The rats were killed by injecting an overdose of anesthetic (pentobarbital > 25 mg/kg) on the 1st, 3rd, 7th, and 14th days. Three rats were harvested at each point in time. After dissection of the maxillary region, impressions of the teeth and maxillae were obtained with the use of individual trays containing hydrophilic vinyl polysiloxane impression material (EXAFAST Injection Type, GC Co., Tokyo, Japan). The amount of tooth movement was evaluated by measuring the closest distance between the first and the second molars in the impression under a stereoscopic microscope (VH-7000; Keyence, Osaka, Japan).

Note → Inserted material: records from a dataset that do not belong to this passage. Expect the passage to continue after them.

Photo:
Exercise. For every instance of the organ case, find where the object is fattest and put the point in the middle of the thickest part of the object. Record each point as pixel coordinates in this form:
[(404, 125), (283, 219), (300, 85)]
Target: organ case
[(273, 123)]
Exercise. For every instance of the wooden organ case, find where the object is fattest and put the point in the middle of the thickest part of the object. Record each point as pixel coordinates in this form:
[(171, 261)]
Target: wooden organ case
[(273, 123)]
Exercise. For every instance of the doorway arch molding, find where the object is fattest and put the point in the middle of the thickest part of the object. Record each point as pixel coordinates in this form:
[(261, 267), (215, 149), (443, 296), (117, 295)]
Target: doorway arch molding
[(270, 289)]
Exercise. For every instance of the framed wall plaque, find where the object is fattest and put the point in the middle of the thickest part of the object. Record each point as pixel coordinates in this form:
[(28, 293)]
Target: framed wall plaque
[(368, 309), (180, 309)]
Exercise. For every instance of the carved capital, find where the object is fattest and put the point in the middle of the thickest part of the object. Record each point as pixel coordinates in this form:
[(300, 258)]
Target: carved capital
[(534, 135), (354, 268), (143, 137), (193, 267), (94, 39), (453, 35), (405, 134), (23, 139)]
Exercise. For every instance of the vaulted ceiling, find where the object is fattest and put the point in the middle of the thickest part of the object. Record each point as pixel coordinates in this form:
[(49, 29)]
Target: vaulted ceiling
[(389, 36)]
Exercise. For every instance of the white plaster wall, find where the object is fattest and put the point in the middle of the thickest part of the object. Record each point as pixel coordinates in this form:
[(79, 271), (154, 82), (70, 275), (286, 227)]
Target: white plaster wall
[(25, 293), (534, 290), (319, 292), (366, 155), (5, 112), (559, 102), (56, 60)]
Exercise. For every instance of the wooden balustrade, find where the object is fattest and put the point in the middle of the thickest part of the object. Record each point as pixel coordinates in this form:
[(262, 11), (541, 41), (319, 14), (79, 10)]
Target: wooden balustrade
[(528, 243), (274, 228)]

Micro-computed tomography (micro-CT) analysis

Rats were euthanized on days 3 and 14 to evaluate bone mineral density (BMD. An Inveon MM system (Siemens, Munich, Germany) was used for micro-CT analysis. Images were obtained at a pixel size of 8.82 μm, exposure time of 1500 ms, voltage of 80 kV, and current of 500 µA for each of the 360 rotational steps. Cross-sections were used for general viewing, but vertical sections were used for quantitative analysis. The vertical reference plane is the plane formed by the proximal and distant middle cusp of the first molars and the root tip of the tooth. The horizontal reference plane is located in the one-third of the root near the neck of the tooth and perpendicular to the vertical plane. The region (200 μm width ×200 μm thickness × 800 μm length) of alveolar bone adjacent to the neck of the distal palatal root was regarded as the compression side.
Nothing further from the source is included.